Acceptance criteria:
- Install instructions complete.
- Example invocation complete.
- Tests pass.
- License confirmed.
P3-003 - Update Citation Metadata
Labels: phase:P3, type:publication, priority:P1
Goal: Update CITATION.cff and README citation.
Acceptance criteria:
- DOI updated if assigned.
- Version updated.
- Release date updated.
- Citation format verified.
P4 - Publication
P4-001 - Publish Paper or Preprint
Labels: phase:P4, type:publication, priority:P0
Goal: Publish the primary study write-up.
Acceptance criteria:
- Paper includes methodology, results, ethics, limitations, and reproducibility notes.
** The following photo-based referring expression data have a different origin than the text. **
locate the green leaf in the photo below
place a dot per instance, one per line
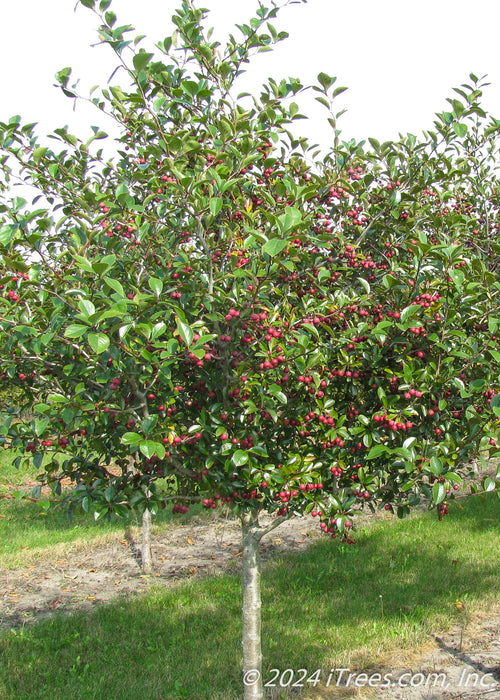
(156, 285)
(86, 307)
(115, 285)
(275, 390)
(75, 331)
(38, 153)
(99, 342)
(185, 332)
(215, 205)
(435, 466)
(438, 493)
(409, 311)
(460, 129)
(325, 80)
(131, 439)
(150, 448)
(274, 246)
(378, 450)
(239, 457)
(141, 60)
- Public artifacts linked.
- Citation information updated.
P4-002 - Final Release Tag
Labels: phase:P4, type:publication, type:reproducibility, priority:P0
Goal: Create final release tag for publication artifacts.
Acceptance criteria:
- Final version tag created.
- Release notes include dataset/toolkit/paper links.
- CHANGELOG.md complete.
Dependency Gates
Hard gates:
- R1-R9 must complete before E1 starts.
- R9-003 must complete before any execution-phase directories or code are created.
- E1 and E2 must complete before E3 starts.
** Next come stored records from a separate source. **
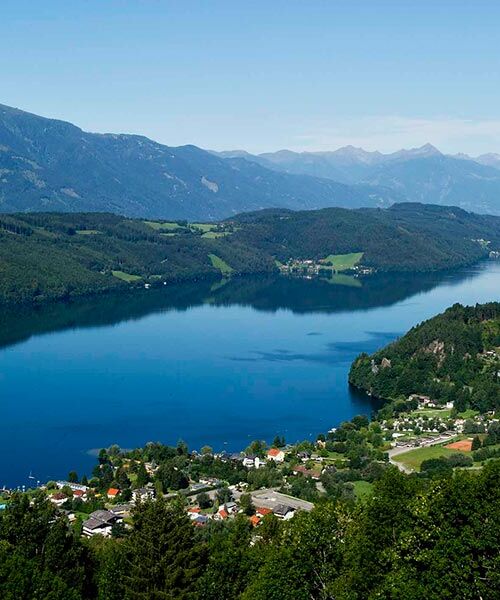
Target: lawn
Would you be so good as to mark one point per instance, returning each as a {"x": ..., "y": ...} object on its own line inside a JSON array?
[
  {"x": 212, "y": 235},
  {"x": 342, "y": 262},
  {"x": 218, "y": 263},
  {"x": 340, "y": 279},
  {"x": 168, "y": 225},
  {"x": 432, "y": 413},
  {"x": 362, "y": 489},
  {"x": 126, "y": 276},
  {"x": 204, "y": 226},
  {"x": 414, "y": 458}
]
- E3 must complete before E4 mutation evaluation starts.
- E4 must complete before A1 starts.
- A1 must complete before A2 starts.
- P1 ethics review must complete before P3 public artifact release.
Open-question gates:
- OQ-0001 blocks E3.
- OQ-0002 blocks final robustness-score denominator handling.
- OQ-0003 blocks R5.2.
- OQ-0004 blocks E1.
- OQ-0005 blocks R5.7 and E3 validation.
Weekly Operating Loop
Recommended weekly loop for a solo 8-10 hour/week cadence:
- Pick 2-4 Ready issues for the week.
- Move only one high-risk issue to In Progress at a time.
- Update DECISIONS.md immediately when a methodological decision is made.
- Update OPEN-QUESTIONS.md immediately when a question is opened or resolved.
- End each week by checking whether PROTOCOL.md and support docs still agree.
- Do not start implementation tasks while protocol tasks remain unlocked.